Il y avait dans la foi nouvelle des Hollandais trois principes qui ont engendré leur histoire : premièrement, l’horreur de l’église romaine, par où ils se sont affranchis de l’Espagne et ont constitué leur nationalité ; — secondement, la doctrine calviniste des élus de la grâce, fondement de l’oligarchie des états, qui provoqua la jalouse inimitié des masses. — C’est là ce qui mit si souvent hors de lui le peuple le plus froid et le plus patient de la terre ; il était dévoré d’envie et de haine contre une aristocratie bourgeoise dans laquelle il désespérait d’entrer. Moins elle était élevée par ses origines, plus elle était blessante. Le grand mal qui en résulta, ce fut une république où la liberté était impopulaire, et où chacun croyait gagner tout ce qu’il donnait à l’arbitraire d’un seul. — Il y avait enfin le principe d’examen, duquel naissait le principe républicain du contrat social ; c’est par là que fut sauvée la souveraineté nationale, qui jamais, malgré tout, ne put être absorbée dans le prince[1].

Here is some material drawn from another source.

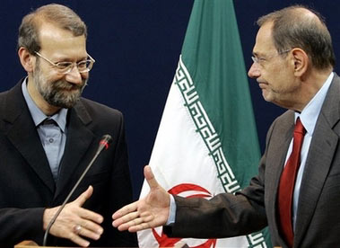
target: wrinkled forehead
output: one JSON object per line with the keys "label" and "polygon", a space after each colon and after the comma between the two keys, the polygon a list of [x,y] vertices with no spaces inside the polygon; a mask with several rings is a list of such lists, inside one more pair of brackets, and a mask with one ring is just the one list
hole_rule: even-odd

Il faut avouer, d’autre part, que les états firent preuve d’un grand sens dans leur lutte avec la superstition populaire pour le nom de Guillaume. Que de fois ils ont arraché l’arbre à propos pour l’empêcher de s’enraciner, tantôt laissant tomber en désuétude la première dignité de la république, le stathoudérat, tantôt, quand ils y sont forcés, le relevant à demi, sans autre attribution réelle que le nom, puis tout à coup l’anéantissant pour un quart de siècle ! C’est ainsi qu’ils prouvèrent, par le mouvement même, que la république pouvait marcher sans lisière. Après avoir été privé de la domination des Nassau, le peuple redemanda le joug avec fureur : il fallut céder ; mais la liberté avait déjà près d’un siècle de durée,

  1. « Ces cœurs rogues et altiers n’étaient pas disposés à devenir ses esclaves. » Auberi du Meunier, p. 245.